# Model Y on the Canadian Prairies



## Devons76

Hey folks, I'm new here. You can see from my profile I'm not an owner. I'm very excited about the idea of EVs. I've been reading mostly about Tesla for a few months now and get a kick out of how passionate Tesla owners are, and conversely, how idiotic die-hard ICE fans can be. I admire and respect the roar of a well tuned ICE, and though I have yet to even sit in a Tesla, am excited to feel instant and nearly silent torque. I'm not a huge environmentalist but I'd like to do what I can to help. Buying an EV to drive in Canada on the prairies may not be helping much since our power is still mostly from burning coal. Going full solar is a noble option, but I'm afraid likely out of my budget for the foreseeable future.

I currently drive an 06 Ford Escape. I've always envied the luxury vehicles rolling around for their style and the ability to turn heads. And while I could afford a shiny new Mercedes or Beemer, I can't justify double the price point of my completely capable Escape. Early on reading about Tesla, I was impressed, but again the sticker shock won. I figured a Tesla Model Y was in the same class as my cheapy little Escape but cost 20-30K more because it's new tech. Then as I researched more, I came to discover it competes with the European sexiness... and in most things beats the competition.

So, back and forth I go. Model Y, or a newer SUV, or truck? Maybe even hybrid. I hear Ford is coming out with an F150 that has some electric range. What I could find on it seems pretty useless. Little all electric range and the electric motor(s) are pretty much just there to help towing capacity on a small ICE, which gets no better mileage than a much larger and cheaper ICE. Some may ask, "why not get a Model 3? Or look at a Leaf?" I'm afraid a car won't cut it. We're a family of 4 with a dog. We have a cottage at a lake about 90K away. We fill up our Escape every weekend with food, water, clothes, beer, boat fuel, etc., and I regularly pull a little trailer with various things for my constant lake and home projects. We also have a boat which needs to get towed around a few times a year. I also hit the lake at least once per month over the winter to go ice fishing with the guys.

I guess what's killing me is lack of options. I do have a bit of time; likely a year or more before I really have to get a new vehicle. Not sure why the Model Y is double a Model 3 for what appears to be nearly the same vehicle other than a bit more room in the MY. Maybe it's the engineering involved in giving it towing capacity. I don't know. Very frustrating that there are only subsidies on EVs under $40K or whatever it is.

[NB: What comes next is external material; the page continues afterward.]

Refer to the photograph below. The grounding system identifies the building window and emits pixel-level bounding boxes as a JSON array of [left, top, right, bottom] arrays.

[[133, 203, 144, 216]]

Anyway, I do have some questions 
- Anyone with a MY actually tow things on occasion? How does it do?
- Anyone here live in a similar climate (-40 thru +40 (104F))? What effects are you seeing on battery degradation vs someone in, say, California?
- Interior space: how does it compare to a small SUV like my old Escape?
- Connectivity: no wi-fi at the lake. Does Tesla use cellular or something? Is there an ongoing fee for that?

That's all for now. Apologies for my wandering rant about being cheap.


----------



## AutopilotFan

Are you comparing used Model 3's to new Model Y's? (Or even used Model Y's?) Purchased new, a Model Y is about $5000 more than the same configuration as a Model 3. Used Y's will be hard to find -- the first public deliveries started in March 2020. (Don't mix them up with Model X!)

My usage is very different from yours. The only similarity is that my car doesn't have reliable access to wifi. The only thing you'll need wifi for is downloading updates, and even then they'll push you urgent updates via cellular data. If you have wifi in places other than your cabin you'll be fine.

Well, you'll need wifi to watch Netflix or other streaming media... but they tell me Tesla has wifi at all their Superchargers. I usually use a Supercharger stay as a potty break so I've never tried it out.

Please ask all your questions here! You'll be hearing from people who have paid their own money for Teslas and used them everywhere and for everything. Well, at least the ones who care enough to hang out in this forum.


----------



## Devons76

Ha. Oops. I think I had the US price of a M3 I'm my head vs Canadian MY price.

AutopilotFan, are you saying there is cell-like service in a Tesla? Guess I can Google it too.


----------



## AutopilotFan

Devons76 said:


> Ha. Oops. I think I had the US price of a M3 I'm my head vs Canadian MY price.


Whew. Model Y is an expensive car but not THAT expensive.



Devons76 said:


> AutopilotFan, are you saying there is cell-like service in a Tesla? Guess I can Google it too.


Yes, the car have a cellular connection and uses it to send driving info to Tesla. That's we get real time traffic data. The ask you to do map updates via wifi if you can.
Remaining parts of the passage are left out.